LOVE the idea!  I think we all need to step out of the box now and again.  Kudos!  I also agree with vintagesnaps about subject placement.  I think maybe boosting the exposure on their faces a bit, increasing the contrast and popping the colors might make the image more dynamic.


----------



## Derrel (Oct 25, 2013)

DarkShadow said:


> A sofa and a lamp in the middle of a street seems a bit odd IMO. I fail to see any connection but maybe I am missing something. I also don't know what the magazine is about so maybe the photo will relate.



Yes, a sofa outside seems odd....BUT--if the sofa's outside in a field,especially an overgrown,ratty-looking inner city field with a grafitti-covered brick wall within sight of the field, and it's a high school senior shoot, then it's "cool".


----------



## atraff (Oct 25, 2013)

Like...elbows, everybody has an opinion. Here is the image used for the magazine cover.


----------



## PixelRabbit (Oct 25, 2013)

Hmmm why not show us that one you just posted instead of the one in the OP?  It is leaps and bounds better composition wise and pulls off the concept quite well while the first looks sloppy and static with distracting elements like the bushes, in the second my eye goes to the people, then to the headlights then back to the people, I like the second, the first, not so much.


----------



## atraff (Oct 25, 2013)

I was intoxicated. For a bunch of hobbyists some of you are quite critical.


----------



## rexbobcat (Oct 25, 2013)

Not trying to be too...blunt...But you posted in the "Professional Gallery." Nowhere does it suggest that everyone here is a hobbyist. Why are you getting defensive...

But on a more related note, I still don't understand the photo without some context. How does the street relate to these people and to the magazine? Is it a metaphor? Granted, most editorial photos do need some context for the viewer to understand it (hence the use of copy), but I'm honestly curious how all the elements work together to tell the story in the magazine.
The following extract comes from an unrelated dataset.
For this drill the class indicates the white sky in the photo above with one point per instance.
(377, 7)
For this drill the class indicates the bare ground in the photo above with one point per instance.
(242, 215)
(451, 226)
You don't have to say what the magazine is, but who are these people?


----------



## hamlet (Oct 25, 2013)

Its different for sure. But you depict reality as everyday people see it, as opposed to black and white, super glossy, bursting unrealistic photoshop colors. Not that there is anything wrong with that, because i love all types of photography so long as its not trying to sell me something.


----------



## TheFotog (Nov 9, 2013)

Great idea but I  think there are better streets to do this on.


----------